« Tu… tu… »
Cornelia dévisagea Su Cheng avec incrédulité, le cœur battant à tout rompre, au point de craindre qu'il ne jaillisse hors de sa poitrine.
Su Cheng avait vraiment pris les devants pour expliquer son identité à sa mère !
Pourquoi diable avait-il bien pu faire ça ?
Un flot de perplexité et de stupéfaction envahit l'esprit de Cornelia.
« Tante, nous sommes très bons amis », dit Su Cheng avant de raccrocher et de tendre son téléphone à Cornelia. « Dépêche-toi de manger. Ta mère arrive bientôt pour te chercher. »
« Pourquoi t'es mêlé des affaires qui ne te regardaient pas ? » lança Cornelia en récupérant le téléphone avec une frustration évidente.
« Y a-t-il quoi que ce soit de honteux là-dedans ? D'ailleurs, je n'ai fait que dire la vérité », répondit Su Cheng en haussant les épaules, totalement imperturbable.
En le voyant afficher un visage d'innocence, Cornelia serra les poings et tapa du pied dans sa colère. « Toi… ! »
« Mais maintenant, ma mère ne me laissera définitivement plus venir chez toi ! »
Cornelia lui pointa un doigt accusateur du bout du bras, sa voix tremblant de rage.
Tandis qu'elle parlait, ses yeux se brouillèrent de larmes, submergée par une vague d'injustice.
Elle gardait ce secret depuis toujours pour sa famille, et Su Cheng n'avait même pas songé à ses sentiments.
Ils auraient encore pu se retrouver en cachette, mais désormais que tout était dévoilé, sa mère ne la laisserait jamais plus approcher Su Cheng.
Su Cheng l'observa, les yeux légèrement plissés.
Il secoua la tête et rétorqua : « Tu as oublié qu'Ailiya est juste à côté de ta mère ? Ta mère a peut-être déjà su que tu étais chez moi. »
Les mots de Su Cheng la figèrent sur place.
Alors, Su Cheng avait-t-il révélé son adresse pour rassurer sa mère ?
Ou s'agissait-il d'un geste de bonne volonté ?
Non. Si Ailiya débarquait en traînant sa mère, ce serait un désastre total !
En divulguant son identité et en les invitant, il avait minimisé les risques.
Après tout, on ne frappe pas quelqu'un qui vous sourit.
Même si sa mère faisait irruption, la situation ne dégénérerait pas en conflit ; ils pourraient même échanger quelques politesses !
Cette prise de conscience bouleversa le cœur de Cornelia. En croisant son regard, son pouls s'emballa incontrôlablement.

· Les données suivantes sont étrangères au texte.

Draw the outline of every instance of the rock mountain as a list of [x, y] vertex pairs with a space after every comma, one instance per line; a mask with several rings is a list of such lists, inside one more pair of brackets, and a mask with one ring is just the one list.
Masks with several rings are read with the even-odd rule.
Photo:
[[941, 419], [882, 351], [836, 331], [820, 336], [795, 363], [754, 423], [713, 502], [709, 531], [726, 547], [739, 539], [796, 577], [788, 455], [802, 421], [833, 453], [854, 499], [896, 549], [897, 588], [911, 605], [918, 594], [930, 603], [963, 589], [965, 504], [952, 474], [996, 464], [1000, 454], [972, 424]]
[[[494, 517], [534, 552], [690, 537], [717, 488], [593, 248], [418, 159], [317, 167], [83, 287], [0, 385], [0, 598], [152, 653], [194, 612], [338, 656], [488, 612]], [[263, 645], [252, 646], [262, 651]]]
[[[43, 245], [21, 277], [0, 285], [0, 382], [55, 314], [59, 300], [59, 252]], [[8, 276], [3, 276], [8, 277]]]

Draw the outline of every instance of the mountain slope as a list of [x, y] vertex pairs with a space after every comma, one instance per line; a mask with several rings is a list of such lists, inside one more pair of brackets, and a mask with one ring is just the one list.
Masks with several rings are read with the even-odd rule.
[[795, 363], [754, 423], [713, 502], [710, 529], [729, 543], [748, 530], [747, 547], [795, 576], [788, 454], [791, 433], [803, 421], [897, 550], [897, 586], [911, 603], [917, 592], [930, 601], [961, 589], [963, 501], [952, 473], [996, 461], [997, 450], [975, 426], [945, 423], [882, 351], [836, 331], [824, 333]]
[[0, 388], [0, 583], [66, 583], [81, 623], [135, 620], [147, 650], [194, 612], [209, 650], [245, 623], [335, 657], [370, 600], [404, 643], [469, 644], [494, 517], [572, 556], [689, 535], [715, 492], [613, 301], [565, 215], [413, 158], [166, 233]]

Évidemment, Su Cheng pensait toujours dix pas devant.
Non !
Cornelia réalisa soudain qu'elle ne pouvait plus tout abandonner à Su Cheng. C'était leur problème à affronter ensemble.
Aujourd'hui, elle lui montrerait…
Il existait un dicton : « Trois jours d'éloignement méritent une nouvelle évaluation » !
Aujourd'hui, elle prouverait sa détermination à lutter contre le destin !
Un petit pas aujourd'hui ouvrirait la voie à un bond de géant pour leur avenir !
Pour que leur relation prospère sans obstacles, elle devait devenir plus forte.
Même si sa déclaration avait échoué aujourd'hui, elle avait malgré tout grandi en force !
L'échec la rendait plus forte !
Cette pensée souleva le poids qui pesait sur sa poitrine.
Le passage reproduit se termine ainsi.